Conservation Groups Want Protection For California Sharks
Brett Smith for redOrbit.com – Your Universe Online
As the Discovery Channel kicks off its annual Shark Week, conservation groups are petitioning the government to protect the ferocious ocean predators living off the coast of California.
Citing a declining population, Oceana, The Center for Biological Diversity, and SharkStewards filed a scientific petition with the National Marine Fisheries Service seeking to protect great white sharks living off the West Coast under the Endangered Species Act.
“There could be fewer than 100 breeding females left,” said Geoff Shester, a director for Oceana, an international group focused on ocean conservation. “Numbers in this range are lower than most species currently listed as endangered.”
According to Oceana, great white sharks found in the northeastern Pacific are genetically distinct and isolated from all other great whites around the world.
A statement on the group’s website also points to a recent study that pegged the West Coast population of adult and sub-adult great white sharks at fewer than 350 sharks. In the study, Stanford scientists tracked the giant predators between 2000 and 2008 from San Diego to Hawaii and back as they followed a regular, exacting route with occasional detours under the Golden Gate Bridge and into San Francisco Bay.
Fishing for great white sharks is illegal in Mexico and California, where capture or possession of the animal is considered a misdemeanor. The biggest threat to the shark comes from gillnet fisheries that target halibut, swordfish, and white sea bass. The nets used by these fisheries often entangle and kill great white pups.
Mercury and other pollutant levels are also considered a threat to the shark population, according to the Center for Biological Diversity. A group statement said the West Coast sharks suffered from disproportionately high exposure rates.

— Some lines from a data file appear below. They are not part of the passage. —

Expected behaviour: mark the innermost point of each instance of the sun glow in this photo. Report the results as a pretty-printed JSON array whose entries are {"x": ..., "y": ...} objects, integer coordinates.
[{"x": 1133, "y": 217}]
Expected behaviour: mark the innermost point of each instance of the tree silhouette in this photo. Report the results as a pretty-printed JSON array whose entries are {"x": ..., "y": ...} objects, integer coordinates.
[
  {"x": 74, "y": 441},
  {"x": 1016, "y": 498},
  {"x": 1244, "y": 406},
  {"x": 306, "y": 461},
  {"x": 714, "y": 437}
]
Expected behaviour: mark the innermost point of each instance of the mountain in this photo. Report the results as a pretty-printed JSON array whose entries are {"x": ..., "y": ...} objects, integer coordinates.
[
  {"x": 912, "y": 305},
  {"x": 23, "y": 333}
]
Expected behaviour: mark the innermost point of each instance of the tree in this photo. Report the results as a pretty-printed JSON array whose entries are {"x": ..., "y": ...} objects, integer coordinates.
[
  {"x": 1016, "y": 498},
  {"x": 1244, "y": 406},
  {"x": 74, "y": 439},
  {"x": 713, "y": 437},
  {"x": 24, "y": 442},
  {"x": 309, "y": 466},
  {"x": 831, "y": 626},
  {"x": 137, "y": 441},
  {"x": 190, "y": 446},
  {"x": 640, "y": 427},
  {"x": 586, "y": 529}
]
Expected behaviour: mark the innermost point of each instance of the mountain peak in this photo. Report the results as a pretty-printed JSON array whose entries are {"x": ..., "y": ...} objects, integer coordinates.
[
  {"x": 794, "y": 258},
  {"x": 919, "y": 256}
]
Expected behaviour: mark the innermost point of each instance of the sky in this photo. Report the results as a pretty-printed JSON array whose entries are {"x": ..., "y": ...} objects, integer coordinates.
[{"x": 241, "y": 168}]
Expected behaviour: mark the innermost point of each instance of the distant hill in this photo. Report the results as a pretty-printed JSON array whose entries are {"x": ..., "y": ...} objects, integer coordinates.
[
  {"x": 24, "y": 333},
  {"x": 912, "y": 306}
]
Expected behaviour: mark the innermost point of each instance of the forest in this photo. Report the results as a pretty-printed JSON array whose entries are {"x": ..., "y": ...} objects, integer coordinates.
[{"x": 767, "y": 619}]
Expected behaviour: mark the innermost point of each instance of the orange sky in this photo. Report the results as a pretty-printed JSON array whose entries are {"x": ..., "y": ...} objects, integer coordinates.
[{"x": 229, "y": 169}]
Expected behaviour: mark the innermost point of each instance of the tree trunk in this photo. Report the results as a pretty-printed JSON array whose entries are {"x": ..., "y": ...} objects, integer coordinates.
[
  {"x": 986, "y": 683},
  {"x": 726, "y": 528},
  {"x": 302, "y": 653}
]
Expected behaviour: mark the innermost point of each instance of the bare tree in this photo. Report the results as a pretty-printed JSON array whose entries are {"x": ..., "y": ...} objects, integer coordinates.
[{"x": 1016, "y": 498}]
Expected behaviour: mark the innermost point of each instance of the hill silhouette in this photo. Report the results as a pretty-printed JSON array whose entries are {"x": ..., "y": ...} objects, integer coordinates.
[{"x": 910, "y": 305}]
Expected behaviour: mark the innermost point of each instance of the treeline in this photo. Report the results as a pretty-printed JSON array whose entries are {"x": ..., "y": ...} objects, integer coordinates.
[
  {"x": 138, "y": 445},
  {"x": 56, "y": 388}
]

“Young great white sharks off the Southern California coast are also found to have the second-highest mercury level on record for any sharks worldwide — six times higher than levels shown to cause physiological harm to other ocean fish species,” the statement read. “In addition, these sharks had the highest levels of the contaminants PCB and DDT in liver tissue observed in any shark species reported to date globally.”
The petition filed by the groups also points to widespread hunting and subsequent decimation of the sharks’ primary food sources, elephant seals and sea lions, as a threat to the health of the shark population.
“Since prey is a critical component of white shark habitat, northeastern Pacific white sharks have suffered a serious curtailment of their habitat, and hence carrying capacity, at the locations in which their adult populations are most concentrated with high levels of site fidelity,” the petition said. “Therefore, although the current northeastern Pacific white shark population is being quantified, the history of human exploitation, both indirectly through killing prey and directly through capture, has likely resulted in a heavily depleted white shark population, which would comport with declining trends in most other large shark species worldwide for which long-term population data exist.”
The groups mentioned other factors that also play into the predator’s population woes, including a low reproductive output, late maturity, and high mortality rates during the shark pups’ first year.